Muita gente não se lembra, mas décadas atrás infelizmente era comum que crianças fossem acometidas pela poliomielite ainda nos primeiros anos da infância. A doença causada pelo poliovírus selvagem, que invade o sistema nervoso, pode causar paralisia em pernas e braços e deixar sequelas motoras por toda a vida. Até os anos 80, ao menos 1.000 crianças ficavam paralisadas a cada dia no mundo em decorrência da pólio, segundo a Organização Mundial da Saúde (OMS). Essa realidade mudou, inclusive no Brasil, graças à vacinação, que é a única forma até hoje criada de prevenir a poliomielite.
Desde 2016, porém, a adesão à vacinação vem caindo no país, o que fez a Organização Pan-Americana da Saúde (OPAS), braço da OMS nas Américas, incluir o Brasil na lista das nações que correm o risco da reintrodução do vírus da pólio. Na visão dos especialistas, quanto menos pessoas vacinadas, sobretudo as crianças que são mais vulneráveis ao vírus, maior o risco de a doença voltar a se espalhar.
Para garantir o acesso a essa e outras vacinas, o Programa Nacional de Imunizações (PNI) faz campanhas anuais para lembrar a população de manter a proteção em dia.
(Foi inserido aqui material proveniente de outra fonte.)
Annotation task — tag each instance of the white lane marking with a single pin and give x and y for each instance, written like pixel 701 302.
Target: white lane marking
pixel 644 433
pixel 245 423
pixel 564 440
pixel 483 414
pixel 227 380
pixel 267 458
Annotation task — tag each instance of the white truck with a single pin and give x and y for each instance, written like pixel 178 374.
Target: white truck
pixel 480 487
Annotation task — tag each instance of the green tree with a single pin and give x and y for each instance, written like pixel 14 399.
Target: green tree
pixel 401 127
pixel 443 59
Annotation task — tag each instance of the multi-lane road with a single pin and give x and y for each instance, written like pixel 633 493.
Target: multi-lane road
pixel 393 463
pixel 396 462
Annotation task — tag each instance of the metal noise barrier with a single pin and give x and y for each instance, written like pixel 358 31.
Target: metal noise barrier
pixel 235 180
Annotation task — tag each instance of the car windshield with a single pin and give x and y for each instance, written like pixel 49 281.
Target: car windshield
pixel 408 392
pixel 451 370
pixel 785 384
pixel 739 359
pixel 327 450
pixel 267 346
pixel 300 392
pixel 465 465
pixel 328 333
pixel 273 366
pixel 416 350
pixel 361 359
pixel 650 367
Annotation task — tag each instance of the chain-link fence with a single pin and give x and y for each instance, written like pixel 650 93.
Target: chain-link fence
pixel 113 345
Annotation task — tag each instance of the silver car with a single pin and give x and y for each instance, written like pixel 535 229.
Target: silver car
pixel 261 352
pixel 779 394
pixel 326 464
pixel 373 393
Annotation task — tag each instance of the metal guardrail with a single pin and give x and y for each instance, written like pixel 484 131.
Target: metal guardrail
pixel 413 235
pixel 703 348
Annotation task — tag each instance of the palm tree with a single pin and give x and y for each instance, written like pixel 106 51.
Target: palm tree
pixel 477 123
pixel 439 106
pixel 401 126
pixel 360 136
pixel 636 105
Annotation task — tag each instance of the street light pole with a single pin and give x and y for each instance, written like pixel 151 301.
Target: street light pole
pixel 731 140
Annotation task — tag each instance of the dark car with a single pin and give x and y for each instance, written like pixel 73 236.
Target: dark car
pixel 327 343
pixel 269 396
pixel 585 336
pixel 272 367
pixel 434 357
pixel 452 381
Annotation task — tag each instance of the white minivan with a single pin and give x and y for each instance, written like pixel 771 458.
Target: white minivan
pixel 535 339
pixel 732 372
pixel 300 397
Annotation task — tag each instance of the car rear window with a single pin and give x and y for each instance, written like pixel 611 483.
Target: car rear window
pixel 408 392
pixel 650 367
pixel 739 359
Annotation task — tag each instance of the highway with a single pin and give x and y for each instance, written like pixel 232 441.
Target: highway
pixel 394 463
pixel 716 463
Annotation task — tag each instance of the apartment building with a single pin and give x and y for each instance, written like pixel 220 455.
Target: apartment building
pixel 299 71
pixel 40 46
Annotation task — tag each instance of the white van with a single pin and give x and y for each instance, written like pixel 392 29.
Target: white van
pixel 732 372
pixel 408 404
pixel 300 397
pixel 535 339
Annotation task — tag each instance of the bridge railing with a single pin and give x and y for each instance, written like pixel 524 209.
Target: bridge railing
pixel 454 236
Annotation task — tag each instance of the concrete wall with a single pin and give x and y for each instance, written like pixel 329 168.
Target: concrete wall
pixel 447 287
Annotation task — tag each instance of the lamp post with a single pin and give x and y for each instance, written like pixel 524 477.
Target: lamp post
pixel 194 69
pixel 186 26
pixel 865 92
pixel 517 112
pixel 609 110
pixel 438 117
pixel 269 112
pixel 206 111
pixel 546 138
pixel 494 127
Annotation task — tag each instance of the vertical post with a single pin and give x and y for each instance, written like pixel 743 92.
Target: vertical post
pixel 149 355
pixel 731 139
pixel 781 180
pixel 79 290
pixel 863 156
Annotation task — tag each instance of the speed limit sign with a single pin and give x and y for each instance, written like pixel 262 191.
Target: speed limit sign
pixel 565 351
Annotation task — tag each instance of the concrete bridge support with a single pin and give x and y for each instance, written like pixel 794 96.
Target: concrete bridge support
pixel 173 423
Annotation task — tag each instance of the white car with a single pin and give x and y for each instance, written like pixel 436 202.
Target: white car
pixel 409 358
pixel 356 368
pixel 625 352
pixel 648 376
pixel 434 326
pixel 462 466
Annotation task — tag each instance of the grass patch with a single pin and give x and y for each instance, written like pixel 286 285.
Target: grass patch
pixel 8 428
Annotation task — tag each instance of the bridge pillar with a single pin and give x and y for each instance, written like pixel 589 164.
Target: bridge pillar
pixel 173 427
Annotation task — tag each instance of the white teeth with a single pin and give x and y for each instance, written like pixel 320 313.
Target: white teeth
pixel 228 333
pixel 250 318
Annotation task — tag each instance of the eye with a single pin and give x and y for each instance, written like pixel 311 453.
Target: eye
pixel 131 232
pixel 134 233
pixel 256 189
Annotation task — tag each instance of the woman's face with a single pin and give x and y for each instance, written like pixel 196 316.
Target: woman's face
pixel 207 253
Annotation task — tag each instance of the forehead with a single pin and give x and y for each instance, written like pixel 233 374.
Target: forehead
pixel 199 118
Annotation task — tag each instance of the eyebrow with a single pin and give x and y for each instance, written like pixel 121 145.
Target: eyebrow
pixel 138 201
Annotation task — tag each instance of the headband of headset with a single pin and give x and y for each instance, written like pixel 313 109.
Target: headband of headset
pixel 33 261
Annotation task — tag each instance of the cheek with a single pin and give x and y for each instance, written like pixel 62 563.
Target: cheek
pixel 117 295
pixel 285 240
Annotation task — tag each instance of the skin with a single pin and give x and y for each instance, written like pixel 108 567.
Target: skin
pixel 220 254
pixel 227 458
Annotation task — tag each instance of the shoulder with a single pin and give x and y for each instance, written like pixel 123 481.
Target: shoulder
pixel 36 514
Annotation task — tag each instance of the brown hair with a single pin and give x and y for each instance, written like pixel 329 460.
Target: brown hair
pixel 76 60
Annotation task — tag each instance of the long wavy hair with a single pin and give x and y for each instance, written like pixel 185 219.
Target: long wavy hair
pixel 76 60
A Campanha Nacional de Vacinação Contra a Poliomielite deste ano, promovida pelo Ministério da Saúde, ocorre até 14 de junho, embora a vacina continue disponível nas unidades básicas de saúde após a data. A meta é vacinar 95% do público-alvo, que abrange 13 milhões de crianças menores de cinco anos. Em 2023, 84,63% do público-alvo foi vacinado contra a pólio no Brasil, dado maior do que os 77% de 2022, segundo o Ministério da Saúde.
“Se não alcançarmos essa meta para garantir uma proteção em massa, vamos ter uma população vulnerável. A possível entrada do vírus entre viajantes deixa uma porta aberta para a reintrodução da doença. A única forma de fechar essa porta é vacinar toda a população-alvo”, afirma a gerente de Farmacovigilância do Butantan e diretora da Sociedade Brasileira de Imunizações (SBIm), Mayra Moura.
Esse risco existe porque, segundo a OMS, o vírus da poliomielite circula de forma endêmica no Paquistão, na Nigéria e no Afeganistão, mas alguns casos foram detectados em outros países nos últimos anos. Estes são indicativos de que o poliovírus continua se espalhando e que pode se propagar em qualquer ambiente onde a população não estiver majoritariamente protegida.
O relatório da OMS mostra que a cobertura global de imunização, incluindo a poliomielite, caiu de 86% em 2019 para 81% em 2021.
Paralisia, pulmão de aço e Zé Gotinha
A poliomielite começou a se propagar no Brasil ainda no começo do século XX e deixou uma legião de crianças com sequelas motoras e neurológicas. “Era comum ver crianças adoecendo, morrendo ou ficando com sequelas motoras por causa da doença. Foi por causa da pólio que foi criada a Associação de Assistência à Criança com Deficiência [AACD] no Brasil”, afirma a gerente de Farmacovigilância do Butantan.
Uma das vacinas contra a poliomielite criadas ainda na década de 50 – a em gotas Sabin – chegou a ser aplicada no Brasil, especialmente após a criação do PNI em 1973. Porém, a pouca oferta e a baixa adesão da população impediram a contenção dos surtos. “Além da paralisia, a poliomielite causa uma grande dificuldade de respirar e era comum ver crianças tendo que usar máquinas artificiais, conhecidas como pulmões de aço”, relembra.
Foi apenas após a criação em 1980 de um plano global de imunização contra a pólio, organizado pela OMS em 175 países, incluindo o Brasil, que a doença começou a ser contida realmente.
A campanha de vacinação contra a paralisia infantil, como passou a ser chamada no Brasil, criou o inesquecível Zé Gotinha e se tornou bastante popular. O nome do personagem fazia uma menção direta à vacina oral contra a pólio (VOP), que era dada em gotas. Em 1989, o Brasil parou de registrar casos de pólio e, em 1994, a doença foi erradicada no país.
Menor percepção de risco = menor procura por vacinas
O sucesso na erradicação da doença, por sua vez, mudou a percepção da população sobre a gravidade da pólio. As pessoas pararam de ver crianças doentes e adultos com sequelas, o que deu a sensação de que a doença não existia mais, mesmo sem a vacinação – o que não procede porque é a vacinação que mantém a erradicação do vírus ainda em voga.
“Quem não vê a doença, não vê a gravidade dela e nem a importância da vacinação, embora o vírus continue existindo mundo afora. Basta o vírus encontrar pessoas suscetíveis, como as não vacinadas, para elas adoecerem, transmitirem a doença e os casos crescerem exponencialmente”, afirma Mayra Moura.